Ford stated: "As we ramp production of the F-150 Lightning after re-tooling the plant, we are conducting additional quality checks at the Rouge Electric Vehicle Center which has delayed MY23 deliveries. Ford is working through quality checks on 7,500 units and these trucks are starting to deliver to dealers and customers now."

This throws a new light on the matter and indicates that the issue was more related to vehicle supply rather than demand.

An interesting report has emerged this week, indicating that there is a relatively high number of new all-electric Ford F-150 Lightning pickup trucks available for purchase right away from dealers in the United States.

According to CarEdge, there are more than 8,000 Ford F-150 Lightning listed - 8,128 as of writing this article - in various versions that are marked as new. For reference, the number of used vehicles is below 400 (398 to be precise).

Through the end of September, Ford sold 12,260 F-150 Lightnings in the US (up 40 percent year-over-year), including 3,503 in the third quarter (down 46 percent year-over-year).
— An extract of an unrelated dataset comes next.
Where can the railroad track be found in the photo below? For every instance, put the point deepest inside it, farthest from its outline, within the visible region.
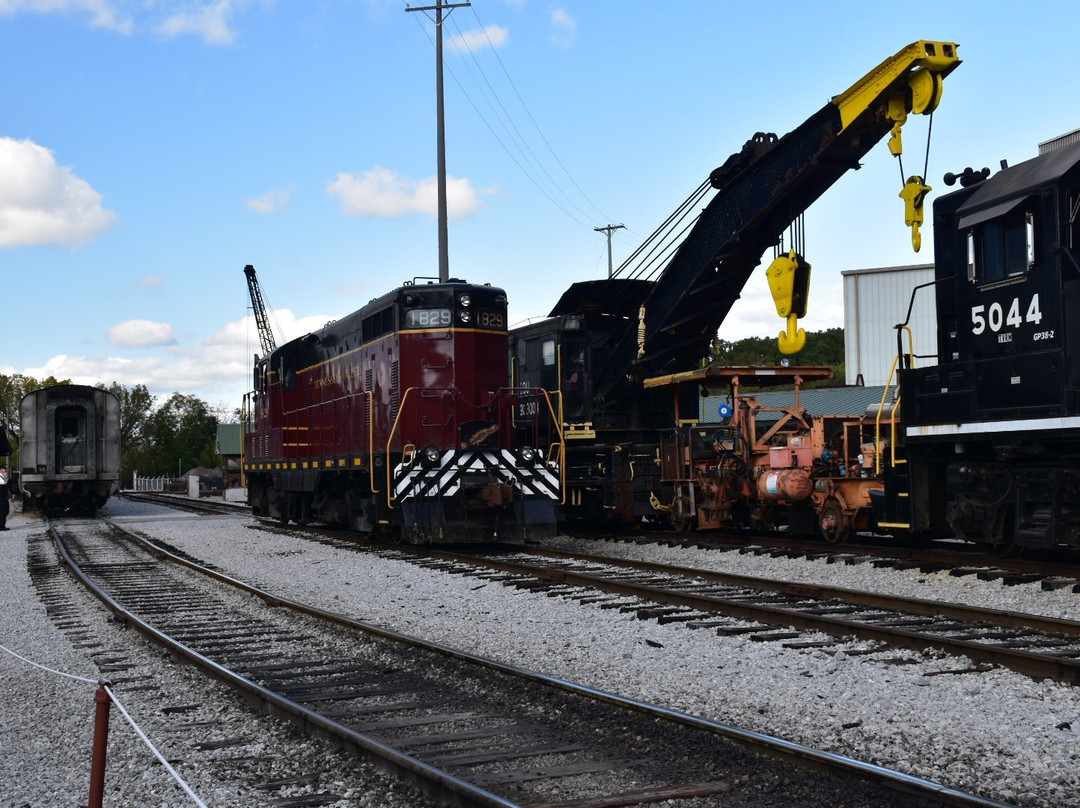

The cumulative number is 27,877 units.

If we combine the numbers - vehicles sold (27,877) and listed by dealers (8,128) - then it turns out that the total is over 36,000. This provides us with the production numbers since the beginning of 2022 and indicates that unsold vehicles account for 22 percent of all vehicles produced. Well, the share might be lower if there are vehicles at the manufacturer's parking lot/in transit to dealers.

The report about those numbers was shared on the X platform, owned by Tesla's boss Elon Musk, who posted a comment "Wow," which we can interpret as a surprise. However, the original post from AJ (@alojoh / X) wrongly indicates that roughly 30 percent of the vehicles ever manufactured remain unsold. That's because the author divided 8,012 units by 27,877, instead of by the total.

 

Anyway, it's an interesting data point, potentially indicating demand issues for all-electric pickup at the offered prices. The Ford F-150 Lightning is a new model with a long queue of reservations, so we would not expect thousands of vehicles waiting for customers.

Let's note that Ford lowered prices this summer quite considerably (Elon Musk said at the time that the Ford F-150 Lightning is a "good vehicle," but "somewhat expensive"). Later, the Flash trim was announced, and a new wave of discounts emerged (up to $15,000) in October. Meanwhile, Ford is experiencing further production issues at the Rouge Electric Vehicle Center in Dearborn, Michigan.

On top of that, yesterday it was revealed that General Motors intends to delay the production start of all-electric pickups at its second EV plant (Orion Assembly), mentioning demand among the reasons. We can't be sure, but perhaps there is a billion-dollar question here as to whether OEMs can attract a high number of customers at the anticipated price point.